Project 3

Derek G. Nokes

Tuesday, March 31, 2015

Ensemble Techniques

combine predictions of many models to reduce the variability of predictions and improve model robustness
ensembles generally perform better in real-life modeling situations than non-ensemble techniques

Bagged Trees

combine input data resampling with decision tree building
improves predictive performance over a single tree by reducing variance of prediction
introduce a random component into the tree building process through resampling, creating a distribution of trees, and a corresponding distribution of predicted values for each sample.

Random Forests

Cross-Validation

technique for assessing how well a model generalizes
repeatedly partition our data into training and test sets, train our models on the training data, test our model on data that has not been used in training, then average the results
purpose: reduce overfitting (i.e., improve the ability of our models to generalize from data) and thereby improve the ability of our models to predict out-of-sample (i.e., predict data that has not been used in training)
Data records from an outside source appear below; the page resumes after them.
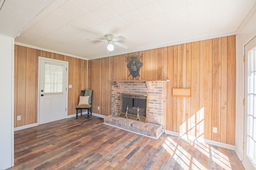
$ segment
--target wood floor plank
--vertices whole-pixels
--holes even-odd
[[[103,123],[85,115],[16,131],[14,166],[8,170],[244,169],[234,150]]]

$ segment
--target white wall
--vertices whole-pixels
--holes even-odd
[[[236,35],[236,151],[239,158],[243,159],[244,106],[244,67],[243,62],[244,47],[256,35],[256,5],[239,28]]]
[[[13,164],[14,39],[0,35],[0,170]]]

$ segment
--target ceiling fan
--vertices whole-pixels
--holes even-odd
[[[118,37],[114,37],[112,34],[107,34],[105,35],[105,38],[106,39],[87,39],[88,40],[96,40],[96,41],[106,41],[106,43],[102,45],[100,47],[97,49],[99,49],[100,48],[103,47],[103,46],[108,45],[107,46],[107,49],[109,51],[112,51],[114,50],[114,45],[117,45],[118,46],[120,47],[125,49],[127,49],[129,48],[129,47],[119,42],[118,42],[120,40],[123,40],[126,39],[126,38],[122,36],[120,36]]]

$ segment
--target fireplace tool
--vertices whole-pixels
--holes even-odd
[[[140,121],[140,122],[141,122],[140,121],[140,116],[139,116],[139,107],[138,107],[138,109],[137,109],[137,118],[136,118],[136,120],[138,120]]]
[[[128,111],[128,109],[129,109],[129,107],[128,107],[128,106],[129,106],[129,105],[127,105],[127,107],[126,107],[126,112],[125,112],[125,115],[124,115],[124,118],[126,117],[126,119],[128,119],[128,117],[127,117],[127,111]]]

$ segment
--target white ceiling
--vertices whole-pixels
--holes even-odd
[[[41,6],[34,5],[34,0],[6,0],[0,14],[6,6],[12,5],[7,4],[9,1],[15,2],[14,9],[22,1],[40,13],[26,28],[20,28],[23,31],[15,39],[17,44],[88,59],[235,34],[256,3],[256,0],[56,0],[40,12],[38,8]],[[20,21],[1,16],[0,24],[5,19]],[[129,48],[115,46],[114,52],[108,53],[106,46],[97,49],[104,41],[87,40],[103,39],[109,33],[124,37],[126,39],[120,42]]]

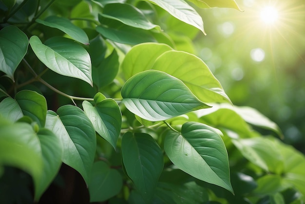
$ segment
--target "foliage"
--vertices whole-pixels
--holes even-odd
[[[238,6],[190,1],[0,1],[1,203],[43,203],[67,166],[84,203],[304,202],[304,156],[190,53],[195,8]]]

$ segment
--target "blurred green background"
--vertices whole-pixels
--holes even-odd
[[[194,39],[196,53],[234,104],[258,109],[305,153],[305,0],[236,2],[243,12],[198,10],[207,35]],[[276,11],[263,18],[266,7]]]

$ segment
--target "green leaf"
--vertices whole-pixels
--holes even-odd
[[[227,149],[214,128],[198,122],[186,122],[181,134],[169,131],[164,150],[182,170],[233,193]]]
[[[86,101],[82,104],[95,131],[115,149],[122,126],[122,114],[116,102],[107,99],[95,106]]]
[[[152,69],[180,79],[201,101],[231,102],[207,64],[193,55],[174,50],[166,52],[157,59]]]
[[[194,26],[205,35],[203,22],[197,11],[183,0],[148,0],[156,4],[174,17]]]
[[[29,40],[19,28],[13,25],[0,30],[0,71],[13,82],[14,73],[28,49]]]
[[[119,65],[118,55],[114,49],[97,67],[93,67],[94,83],[99,88],[111,83],[117,74]]]
[[[129,79],[135,74],[150,69],[161,54],[172,50],[167,44],[156,42],[134,45],[127,53],[121,64],[125,78]]]
[[[0,117],[0,166],[15,166],[28,173],[34,180],[40,178],[41,149],[31,125],[11,124]]]
[[[133,76],[126,82],[121,94],[131,112],[153,122],[210,107],[196,98],[180,80],[157,70]]]
[[[34,53],[47,67],[58,74],[79,79],[93,85],[90,56],[83,47],[62,37],[52,38],[45,43],[37,36],[30,39]]]
[[[135,28],[151,30],[160,26],[152,23],[144,14],[136,7],[127,3],[109,3],[100,15],[104,18],[118,20],[123,23]]]
[[[163,169],[161,149],[147,134],[127,132],[122,140],[122,156],[136,189],[145,201],[151,200]]]
[[[90,202],[102,202],[118,194],[123,185],[121,174],[104,162],[93,164],[89,185]]]
[[[47,101],[36,91],[23,90],[16,94],[15,99],[23,115],[30,117],[39,127],[44,127],[47,115]]]
[[[0,102],[0,115],[15,122],[22,118],[23,114],[17,102],[11,98],[7,97]]]
[[[45,127],[61,141],[62,162],[79,172],[89,184],[96,141],[94,128],[85,113],[71,105],[60,107],[57,114],[48,111]]]
[[[123,24],[116,28],[98,25],[96,29],[106,38],[121,43],[136,44],[156,41],[149,31]]]
[[[200,8],[231,8],[239,10],[240,8],[235,2],[235,0],[188,0],[193,3]]]
[[[37,133],[42,153],[42,173],[34,180],[35,200],[38,201],[55,178],[61,164],[61,145],[59,139],[50,130],[40,129]]]
[[[89,44],[89,40],[85,31],[72,23],[69,19],[50,16],[44,20],[37,19],[36,22],[47,26],[57,28],[67,34],[73,39],[84,44]]]
[[[279,174],[283,172],[283,158],[276,144],[263,137],[232,140],[242,155],[265,171]]]

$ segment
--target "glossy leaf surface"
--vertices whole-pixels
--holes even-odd
[[[30,117],[39,127],[44,127],[47,115],[47,101],[36,91],[24,90],[17,93],[15,99],[23,115]]]
[[[160,27],[152,23],[136,7],[127,3],[109,3],[100,14],[104,18],[118,20],[123,23],[145,30]]]
[[[37,133],[41,147],[42,173],[34,180],[35,200],[39,200],[53,181],[61,164],[61,145],[59,139],[51,130],[41,128]]]
[[[149,0],[167,11],[174,17],[192,25],[205,34],[203,22],[197,11],[183,0]]]
[[[80,45],[62,37],[50,39],[45,45],[36,36],[31,37],[30,44],[38,59],[49,69],[93,85],[90,56]]]
[[[133,76],[126,82],[121,93],[123,102],[130,111],[150,121],[165,120],[210,107],[180,80],[157,70]]]
[[[91,202],[101,202],[118,194],[123,180],[117,170],[110,168],[104,162],[93,164],[89,190]]]
[[[164,150],[180,169],[233,193],[227,149],[213,128],[198,122],[186,122],[182,125],[181,134],[168,132]]]
[[[87,101],[82,105],[95,131],[115,149],[122,125],[122,114],[116,102],[108,99],[95,105]]]
[[[71,105],[60,107],[57,113],[49,110],[45,127],[61,141],[62,162],[79,172],[88,184],[96,142],[94,128],[85,113]]]
[[[163,168],[161,149],[147,134],[127,132],[123,136],[122,155],[128,176],[148,202],[153,195]]]
[[[14,73],[27,51],[29,40],[19,28],[12,25],[0,30],[0,71],[13,82]]]
[[[89,43],[87,34],[82,29],[72,23],[67,19],[50,16],[44,20],[36,20],[36,22],[52,28],[57,28],[70,36],[73,39],[84,44]]]

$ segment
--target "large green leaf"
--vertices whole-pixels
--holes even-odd
[[[152,23],[136,7],[127,3],[109,3],[100,15],[104,18],[118,20],[130,26],[151,30],[160,26]]]
[[[68,19],[58,16],[50,16],[43,20],[37,19],[36,22],[47,26],[59,29],[70,36],[73,39],[83,44],[89,43],[89,40],[85,31],[74,25]]]
[[[200,8],[231,8],[241,11],[235,0],[188,0]]]
[[[147,70],[129,79],[121,91],[132,112],[150,121],[163,121],[200,108],[199,101],[179,79],[157,70]]]
[[[107,99],[94,106],[86,101],[82,105],[95,131],[115,149],[122,125],[122,114],[116,102]]]
[[[41,177],[34,179],[36,201],[39,200],[58,173],[62,153],[60,141],[51,130],[40,129],[37,135],[41,147],[43,167]]]
[[[117,74],[119,65],[118,55],[114,49],[98,67],[93,67],[92,77],[94,84],[99,88],[111,83]]]
[[[0,117],[0,166],[19,168],[38,180],[43,173],[41,149],[31,125],[12,124]]]
[[[125,78],[129,79],[135,74],[150,69],[160,55],[172,50],[167,44],[156,42],[134,45],[127,53],[121,64]]]
[[[23,116],[17,102],[10,97],[6,98],[0,102],[0,115],[13,122]]]
[[[98,25],[96,29],[106,38],[124,44],[137,44],[156,41],[149,31],[124,24],[116,28]]]
[[[180,79],[203,102],[230,102],[207,64],[193,55],[174,50],[166,52],[157,59],[152,69]]]
[[[44,45],[36,36],[31,37],[30,44],[38,59],[50,69],[93,85],[90,56],[80,45],[62,37],[52,38]]]
[[[128,176],[143,199],[150,201],[163,169],[161,149],[150,135],[129,132],[123,136],[122,156]]]
[[[181,134],[169,131],[164,150],[180,169],[233,193],[227,149],[214,128],[198,122],[185,123]]]
[[[40,127],[44,127],[47,115],[47,101],[36,91],[23,90],[16,94],[15,99],[23,115],[30,117]]]
[[[13,25],[0,30],[0,71],[13,82],[14,73],[28,49],[29,40],[19,28]]]
[[[267,172],[283,172],[284,160],[272,141],[263,137],[232,140],[244,157]]]
[[[147,0],[158,5],[174,17],[192,25],[205,34],[203,22],[197,11],[183,0]]]
[[[45,127],[60,139],[62,162],[79,172],[89,184],[96,141],[94,128],[85,113],[71,105],[60,107],[57,114],[49,110]]]
[[[104,162],[93,164],[89,185],[91,202],[101,202],[118,194],[123,185],[121,174]]]

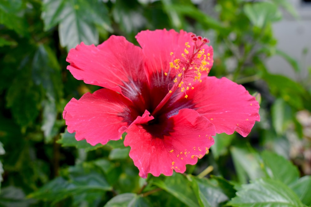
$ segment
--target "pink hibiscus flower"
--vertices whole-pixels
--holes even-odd
[[[67,104],[63,116],[77,140],[105,144],[127,134],[130,157],[146,178],[183,173],[214,143],[215,133],[244,137],[259,120],[259,106],[242,86],[207,74],[208,40],[181,31],[142,31],[141,47],[113,35],[70,50],[67,69],[104,88]]]

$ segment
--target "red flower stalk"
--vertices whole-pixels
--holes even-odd
[[[136,38],[141,47],[113,35],[69,52],[73,76],[104,88],[65,107],[77,140],[105,144],[126,132],[124,144],[139,175],[168,176],[196,163],[216,133],[246,137],[259,120],[258,103],[243,86],[207,77],[213,61],[207,39],[165,29]]]

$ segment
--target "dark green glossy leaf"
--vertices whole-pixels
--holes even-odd
[[[205,178],[189,178],[201,206],[218,206],[220,203],[228,200],[229,198],[216,181],[211,181]]]
[[[175,4],[166,5],[166,7],[168,10],[175,11],[179,14],[193,18],[206,29],[221,30],[225,34],[230,32],[229,29],[223,25],[221,22],[207,15],[192,4]]]
[[[227,204],[237,207],[304,207],[297,195],[281,181],[261,179],[242,186]]]
[[[98,44],[96,25],[112,31],[108,11],[100,1],[45,0],[42,11],[45,30],[59,24],[61,44],[68,50],[81,42]]]
[[[247,183],[249,180],[254,180],[264,175],[257,153],[250,151],[246,147],[232,147],[230,151],[240,182]]]
[[[280,75],[266,73],[262,78],[273,95],[282,98],[291,106],[298,110],[305,106],[309,106],[310,94],[298,83]]]
[[[35,203],[32,199],[26,199],[23,190],[13,186],[2,188],[0,193],[1,207],[28,207]]]
[[[81,141],[77,141],[75,138],[76,133],[70,133],[66,129],[64,133],[61,134],[61,138],[57,140],[57,142],[65,146],[74,146],[78,149],[84,149],[85,151],[87,152],[96,150],[103,146],[100,144],[98,144],[95,146],[92,146],[89,144],[85,139]]]
[[[271,178],[289,185],[299,178],[297,167],[283,157],[267,151],[263,152],[261,157],[267,174]]]
[[[22,0],[0,1],[0,24],[21,35],[27,35],[28,24],[24,17],[25,7]]]
[[[166,177],[164,181],[156,180],[153,184],[172,194],[188,206],[198,207],[192,184],[182,174],[174,173]]]
[[[45,91],[46,100],[43,103],[43,120],[41,129],[45,140],[51,140],[51,133],[57,115],[56,103],[62,96],[60,67],[54,53],[47,46],[40,45],[32,62],[32,77],[35,83]]]
[[[296,193],[304,204],[311,206],[311,176],[307,175],[300,178],[289,187]]]
[[[117,148],[112,150],[109,154],[109,159],[110,160],[124,159],[129,157],[128,153],[130,152],[130,147],[124,149]]]
[[[113,198],[104,207],[148,207],[152,206],[146,199],[135,193],[123,193]]]
[[[0,155],[4,155],[5,153],[5,151],[3,148],[2,143],[0,142]],[[3,178],[2,178],[2,174],[4,172],[3,169],[3,167],[2,165],[2,163],[1,160],[0,160],[0,188],[1,187],[1,183],[3,180]],[[1,191],[0,191],[1,192]]]
[[[42,92],[40,87],[34,84],[29,69],[25,67],[19,71],[6,97],[7,106],[11,108],[16,122],[24,127],[33,124],[38,116],[42,99]]]
[[[216,134],[214,137],[215,143],[211,147],[215,159],[217,159],[219,156],[228,153],[228,147],[234,137],[234,135],[228,135],[224,133]]]
[[[4,38],[0,37],[0,47],[5,45],[16,45],[17,44],[15,41],[8,40]]]
[[[280,19],[281,14],[274,3],[261,2],[245,4],[244,12],[254,25],[262,28],[268,22]]]
[[[56,203],[74,195],[93,192],[102,195],[112,188],[101,171],[98,172],[96,169],[88,163],[69,168],[63,173],[67,178],[57,178],[28,197]]]
[[[293,115],[291,109],[283,99],[274,101],[271,108],[272,124],[278,135],[284,134],[289,125],[292,123]]]

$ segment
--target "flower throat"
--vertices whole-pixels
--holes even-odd
[[[169,89],[169,92],[152,112],[151,115],[156,115],[178,88],[180,89],[181,92],[184,93],[184,97],[187,98],[188,95],[187,94],[187,91],[194,88],[191,82],[199,81],[201,83],[201,72],[208,72],[210,63],[208,61],[210,60],[210,54],[205,54],[204,49],[201,49],[201,48],[209,41],[206,38],[202,38],[194,34],[192,35],[191,37],[194,42],[193,48],[191,48],[188,42],[186,43],[185,44],[186,47],[183,51],[184,53],[181,54],[181,57],[176,58],[173,62],[169,63],[170,67],[172,69],[174,69],[174,70],[170,70],[169,73],[164,73],[166,76],[171,74],[175,75],[174,83]],[[173,56],[174,54],[171,52],[170,54]]]

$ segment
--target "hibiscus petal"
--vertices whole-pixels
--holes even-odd
[[[177,75],[177,71],[170,66],[169,63],[177,58],[183,59],[181,54],[185,53],[186,43],[188,43],[191,47],[188,48],[189,52],[193,51],[194,43],[191,37],[193,34],[182,30],[179,33],[173,29],[167,31],[165,29],[142,31],[136,35],[146,57],[146,73],[151,93],[153,94],[154,101],[151,103],[153,104],[152,107],[155,107],[167,93]],[[210,53],[207,57],[209,60],[207,62],[210,69],[213,65],[213,48],[205,44],[202,49],[204,49],[206,54]],[[165,73],[168,75],[165,75]],[[207,75],[207,73],[205,74]]]
[[[159,81],[167,78],[164,75],[164,72],[170,72],[170,62],[176,58],[183,58],[181,54],[185,53],[186,43],[188,43],[191,47],[188,48],[189,52],[193,50],[194,43],[191,37],[193,34],[183,30],[177,32],[174,29],[167,31],[165,29],[142,31],[137,34],[136,38],[146,57],[146,73],[153,74]],[[210,53],[210,60],[207,61],[211,68],[213,48],[206,44],[202,49],[204,49],[206,54]],[[173,53],[173,55],[171,55],[171,52]]]
[[[106,88],[72,98],[63,113],[68,131],[92,145],[119,139],[138,115],[130,101]]]
[[[148,173],[171,175],[173,170],[184,173],[186,164],[195,164],[214,144],[211,136],[215,134],[215,127],[193,110],[182,109],[162,124],[169,133],[163,132],[161,137],[144,125],[133,124],[127,132],[124,145],[131,146],[130,156],[143,178]],[[158,129],[163,130],[154,130]]]
[[[70,50],[67,69],[78,80],[121,93],[134,101],[148,88],[142,49],[123,37],[111,36],[96,47],[83,43]],[[141,102],[142,101],[140,101]]]
[[[225,78],[207,77],[189,91],[188,99],[196,104],[191,108],[214,124],[217,133],[231,134],[235,131],[245,137],[260,120],[255,98],[243,86]]]

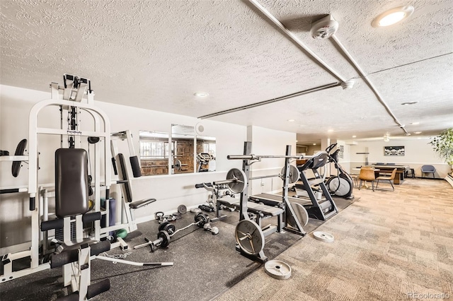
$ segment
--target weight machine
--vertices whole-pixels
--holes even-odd
[[[50,268],[48,262],[45,262],[45,255],[40,249],[47,250],[47,237],[40,231],[41,222],[48,220],[48,204],[43,198],[43,188],[38,184],[38,170],[40,153],[38,152],[38,135],[57,135],[60,136],[60,146],[74,148],[81,143],[81,137],[98,137],[103,140],[103,156],[108,158],[110,152],[105,146],[110,145],[110,122],[107,115],[93,105],[94,93],[91,90],[90,81],[69,74],[64,75],[64,86],[56,83],[50,84],[51,99],[42,100],[35,104],[30,112],[28,137],[28,184],[27,191],[29,194],[29,210],[31,211],[31,243],[29,249],[5,254],[2,259],[4,275],[1,281],[7,281]],[[62,98],[60,95],[62,91]],[[60,112],[60,128],[42,127],[38,124],[38,117],[43,109],[57,107]],[[79,114],[88,113],[92,117],[91,127],[82,128],[79,122]],[[67,122],[65,123],[65,114],[67,114]],[[65,128],[65,124],[67,126]],[[93,177],[97,180],[94,183],[94,210],[100,210],[101,199],[101,149],[95,146],[93,160]],[[110,168],[105,165],[103,169],[103,183],[106,194],[110,190]],[[94,221],[93,237],[99,240],[101,228],[99,220]],[[13,271],[12,264],[15,260],[30,257],[30,267],[17,271]]]
[[[243,155],[228,155],[229,160],[243,160],[242,170],[233,168],[227,172],[226,180],[215,182],[213,184],[227,184],[234,193],[241,194],[239,202],[234,198],[220,198],[217,199],[217,206],[233,206],[239,210],[240,221],[235,231],[236,250],[243,256],[263,263],[268,260],[263,252],[265,237],[283,230],[302,236],[306,234],[303,229],[303,223],[294,210],[294,205],[289,203],[288,199],[289,184],[297,182],[299,179],[299,171],[290,165],[290,160],[299,159],[301,157],[291,155],[291,146],[287,146],[286,155],[283,156],[256,155],[251,154],[251,142],[246,141]],[[282,169],[281,174],[251,177],[251,165],[263,158],[285,158],[285,167]],[[283,180],[280,205],[268,206],[249,201],[252,198],[248,196],[248,181],[273,177],[280,177]],[[249,213],[252,213],[253,218],[249,216]],[[277,217],[277,225],[268,225],[262,228],[261,220],[273,216]]]

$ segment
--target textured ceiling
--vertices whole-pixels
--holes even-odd
[[[258,2],[355,85],[213,120],[292,131],[304,141],[404,136],[333,38],[311,37],[311,23],[331,13],[336,38],[406,131],[453,126],[450,0]],[[415,8],[408,19],[371,26],[403,5]],[[199,117],[338,82],[246,0],[1,0],[0,16],[0,83],[7,85],[47,91],[74,74],[91,80],[98,100]],[[200,99],[198,91],[210,95]],[[409,101],[418,102],[401,105]]]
Using Random Forests to Answer our Research Question

can estimate “importance” of a category variable
values of each variable are randomly permuted in the out-of-bag samples; corresponding decrease in accuracy of each tree is estimated
If average decrease over all trees is large, variable is considered important (i.e., its value makes a big difference in predicting the outcome).
If average decrease is small, variable does not make much difference to outcome.

Using first preprocessing approach importance plot indicates that the awards category ‘Music’ (c15) provides - by far - the most predictive power, followed by Cinematography (c7), Sound (c19), and Directing (c9). - preprocessing might have been problematic

Conclusion

-model did not work well; expect naive approach might have done better

do people in the class have suggestions?